Date: 20-03-09 14:27
I'm not sure that MotherTo2s original intent was to refrain from sharing with all, but to rather find additional support by connecting with others who shared not only giftedness in common, but, something else as well...extreme giftedness. Just as we might have 'gifted and 2E' or 'gifted and home-schooled'. And indeed, there is a separate section here pertaining to home education. It's available to all to read and pertains mostly to issues faced by home educators, although of course we can all draw things from the posts there.
I agree that this is sad - this is a wonderful place of support and ideas. When I look at the authors of those who have responded to MotherTo2s posts - Linda, Sue, Rebecca, Rose, and Tiz Me, of course, Tiz Me... ;-) - I see names whose posts I always read because there is always something to be taken from them and I'm mindful of the fact that this forum wouldn't be what it is if it wasn't for you all (there would be a bunch of lurkers and occasional posters, like me, reading very little!). And, true, I have read great interest in the issues HG+ children face, a willingness to listen, an acceptance of the differences across levels. But, these differences have not been ratified (with support for a separate section). I guess when you are the parent of a gifted child, any gifted child, you sometimes need a little more convincing that you have truly been heard ... this is not a reflection on the support offered here but rather a reflection of continually feeling unheard... something we'll all relate to.
I'm going off-topic slightly here now. I personally do not agree with some of the responses to this thread but that is my own opinion and I think that we, as a group, have explored this issue (should the EG crowd have their own space) long enough. What follows is a highlight of some 'differences' between EG and MG not to continue to 'push' for our own space but because of the genuine interest ... to try and improve understanding of EG issues...
I have yet another school meeting to get to; my multi-skipped child needs something "more". Some of you are interested in the issues parents of EG children face - acceleration is a big one. Of course, acceleration is an issue for any gifted child but when you have a child, a young child, for whom 1, 2, 3...years is not enough, the implications are a little different.
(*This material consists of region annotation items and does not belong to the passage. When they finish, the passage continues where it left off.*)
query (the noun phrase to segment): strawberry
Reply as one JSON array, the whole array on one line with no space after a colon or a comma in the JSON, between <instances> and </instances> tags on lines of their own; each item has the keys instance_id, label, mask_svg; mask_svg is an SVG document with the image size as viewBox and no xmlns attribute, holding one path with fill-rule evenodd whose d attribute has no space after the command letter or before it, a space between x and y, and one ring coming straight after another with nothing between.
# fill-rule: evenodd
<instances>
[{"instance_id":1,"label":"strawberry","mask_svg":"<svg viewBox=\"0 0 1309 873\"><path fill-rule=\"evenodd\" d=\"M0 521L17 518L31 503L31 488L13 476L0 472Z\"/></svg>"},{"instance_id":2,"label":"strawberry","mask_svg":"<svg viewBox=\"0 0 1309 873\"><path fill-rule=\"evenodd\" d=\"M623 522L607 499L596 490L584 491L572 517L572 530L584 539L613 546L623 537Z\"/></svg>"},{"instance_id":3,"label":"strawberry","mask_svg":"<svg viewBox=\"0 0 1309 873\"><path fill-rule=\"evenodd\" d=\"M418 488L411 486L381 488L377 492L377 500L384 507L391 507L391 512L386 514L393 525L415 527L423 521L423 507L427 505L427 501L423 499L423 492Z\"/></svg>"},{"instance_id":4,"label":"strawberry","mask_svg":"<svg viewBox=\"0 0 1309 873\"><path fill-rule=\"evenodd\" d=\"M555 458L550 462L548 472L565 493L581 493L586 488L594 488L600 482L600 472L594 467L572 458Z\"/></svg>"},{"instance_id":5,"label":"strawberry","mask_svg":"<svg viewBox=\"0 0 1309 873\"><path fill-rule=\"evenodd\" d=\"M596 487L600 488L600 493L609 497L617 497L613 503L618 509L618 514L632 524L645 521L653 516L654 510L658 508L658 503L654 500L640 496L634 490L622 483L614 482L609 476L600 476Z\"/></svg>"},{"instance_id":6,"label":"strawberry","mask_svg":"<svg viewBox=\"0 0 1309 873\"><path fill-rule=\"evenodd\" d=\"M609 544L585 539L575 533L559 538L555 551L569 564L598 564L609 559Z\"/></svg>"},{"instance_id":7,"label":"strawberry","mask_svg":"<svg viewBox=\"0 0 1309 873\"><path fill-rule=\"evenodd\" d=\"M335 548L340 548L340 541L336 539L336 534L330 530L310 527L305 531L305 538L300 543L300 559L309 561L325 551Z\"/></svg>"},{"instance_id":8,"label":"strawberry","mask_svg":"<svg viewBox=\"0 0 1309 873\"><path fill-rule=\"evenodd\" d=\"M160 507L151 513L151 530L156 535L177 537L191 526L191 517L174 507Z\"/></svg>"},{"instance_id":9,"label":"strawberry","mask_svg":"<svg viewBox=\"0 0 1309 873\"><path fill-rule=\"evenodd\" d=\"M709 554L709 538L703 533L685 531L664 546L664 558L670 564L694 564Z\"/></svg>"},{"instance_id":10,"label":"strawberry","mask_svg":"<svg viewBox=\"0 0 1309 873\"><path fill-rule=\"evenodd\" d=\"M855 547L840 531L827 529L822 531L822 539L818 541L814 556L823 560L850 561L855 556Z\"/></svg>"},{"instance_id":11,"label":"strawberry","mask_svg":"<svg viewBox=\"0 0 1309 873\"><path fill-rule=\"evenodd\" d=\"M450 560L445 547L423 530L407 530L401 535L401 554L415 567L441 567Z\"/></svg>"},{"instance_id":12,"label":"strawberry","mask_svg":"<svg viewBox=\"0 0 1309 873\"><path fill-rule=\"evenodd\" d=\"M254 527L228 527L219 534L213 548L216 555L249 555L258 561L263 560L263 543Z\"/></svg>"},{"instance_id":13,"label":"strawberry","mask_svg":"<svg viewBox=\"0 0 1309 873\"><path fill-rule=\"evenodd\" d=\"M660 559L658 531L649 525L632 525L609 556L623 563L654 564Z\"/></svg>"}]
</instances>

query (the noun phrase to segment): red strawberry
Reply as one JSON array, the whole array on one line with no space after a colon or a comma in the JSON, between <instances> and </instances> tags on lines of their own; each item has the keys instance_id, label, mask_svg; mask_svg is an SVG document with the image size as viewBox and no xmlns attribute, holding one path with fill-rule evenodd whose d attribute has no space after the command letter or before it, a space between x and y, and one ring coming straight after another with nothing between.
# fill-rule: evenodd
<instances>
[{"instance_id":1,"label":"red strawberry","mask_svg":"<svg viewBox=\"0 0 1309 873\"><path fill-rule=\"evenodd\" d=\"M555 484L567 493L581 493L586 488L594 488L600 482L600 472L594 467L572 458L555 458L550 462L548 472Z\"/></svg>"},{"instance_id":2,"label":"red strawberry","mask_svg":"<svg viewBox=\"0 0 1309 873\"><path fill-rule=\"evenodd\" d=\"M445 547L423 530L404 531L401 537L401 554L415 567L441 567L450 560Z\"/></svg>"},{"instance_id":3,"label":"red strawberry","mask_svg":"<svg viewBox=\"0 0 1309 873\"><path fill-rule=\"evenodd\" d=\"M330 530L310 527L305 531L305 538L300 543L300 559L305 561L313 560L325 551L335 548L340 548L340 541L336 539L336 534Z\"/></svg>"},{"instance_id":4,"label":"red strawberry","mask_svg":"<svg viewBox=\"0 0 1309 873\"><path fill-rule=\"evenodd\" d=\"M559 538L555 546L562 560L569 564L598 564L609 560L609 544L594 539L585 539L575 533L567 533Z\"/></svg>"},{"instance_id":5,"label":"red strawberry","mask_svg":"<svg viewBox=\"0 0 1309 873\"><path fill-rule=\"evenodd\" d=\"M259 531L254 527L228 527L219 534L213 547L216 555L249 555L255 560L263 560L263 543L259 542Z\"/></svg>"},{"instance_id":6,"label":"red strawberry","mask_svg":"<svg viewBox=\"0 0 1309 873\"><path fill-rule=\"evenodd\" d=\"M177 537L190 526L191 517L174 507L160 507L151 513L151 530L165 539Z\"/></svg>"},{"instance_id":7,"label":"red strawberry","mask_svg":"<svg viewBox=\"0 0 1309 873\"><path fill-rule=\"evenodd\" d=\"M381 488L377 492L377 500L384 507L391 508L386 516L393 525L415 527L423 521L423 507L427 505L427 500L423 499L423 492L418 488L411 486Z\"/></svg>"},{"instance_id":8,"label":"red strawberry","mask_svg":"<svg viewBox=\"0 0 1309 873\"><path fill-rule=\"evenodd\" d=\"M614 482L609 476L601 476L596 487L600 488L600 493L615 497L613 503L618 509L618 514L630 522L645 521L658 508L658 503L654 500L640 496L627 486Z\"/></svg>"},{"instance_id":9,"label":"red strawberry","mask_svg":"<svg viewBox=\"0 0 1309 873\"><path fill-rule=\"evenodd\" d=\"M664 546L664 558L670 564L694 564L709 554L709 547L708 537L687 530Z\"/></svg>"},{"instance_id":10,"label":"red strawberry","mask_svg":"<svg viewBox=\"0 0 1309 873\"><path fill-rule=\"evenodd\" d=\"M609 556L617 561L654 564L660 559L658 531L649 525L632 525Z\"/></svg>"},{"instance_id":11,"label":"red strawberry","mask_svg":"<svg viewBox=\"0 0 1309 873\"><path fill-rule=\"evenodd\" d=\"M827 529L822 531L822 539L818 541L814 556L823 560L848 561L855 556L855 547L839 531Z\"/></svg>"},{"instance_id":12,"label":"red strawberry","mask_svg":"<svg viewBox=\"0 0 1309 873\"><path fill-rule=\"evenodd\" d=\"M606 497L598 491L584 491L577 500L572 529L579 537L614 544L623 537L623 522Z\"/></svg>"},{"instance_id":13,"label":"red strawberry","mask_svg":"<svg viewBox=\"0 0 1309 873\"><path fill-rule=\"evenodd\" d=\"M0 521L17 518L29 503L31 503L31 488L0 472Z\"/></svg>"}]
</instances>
Our question is not "should we accelerate" but rather "how much should we accelerate" Also add, "how do we deal with such vast age differences". And, *perhaps* there is more resistance (from educators) when the age differences are greater, although of course, some of us face resistance when asking for just a year! Also, when you have a child who "should" start uni not 2 years earlier but 5 or 6... again, different issues. When you have a child who will miss not one year of high school but who could be very shortchanged on those wonderfully important high school years, the issues are different. I think that perhaps this is an issue that is different across different giftedness levels. I realise that all might struggle with the acceleration issue - how will classmates perceive my child, do I want him going through with kids older, he's so small in comparison etc - but you can imagine how things change when the classmates may have to accept not only a 'younger' child but a radically younger child, how much harder sport could be when there is such a size difference, and how we simply cannot avoid these issues by leaving our child with age-peers and rely on enrichment, clustering, pull-out extensions... they absorb too much, too quickly. Radical acceleration is a necessity.
On the positive side of having an EG child (aside from the joys of parenting etc; I'm writing specifically about schooling here)- and I know you, for example, Linda, wanted to hear of triumphs - sometimes the level of giftedness can make things easier. The difference in intellectual capacity between our children and others is at times more evident - even when our kids 'dumb down' or hide their abilities the school has to pay attention. I've heard too many times 'it works for other gifted kids' and have reminded the school of our childrens' level of giftedness to get some action. Were my children MG and still, for whatever reason, struggling, I think that could be harder to get attention that it wasn't right. I can respond to "it works for other gifted kids" by stating that "my kids aren't like most other gifted kids" (And, although our kids didn't test well, I have the paperwork to 'prove it'....that's another issue entirely).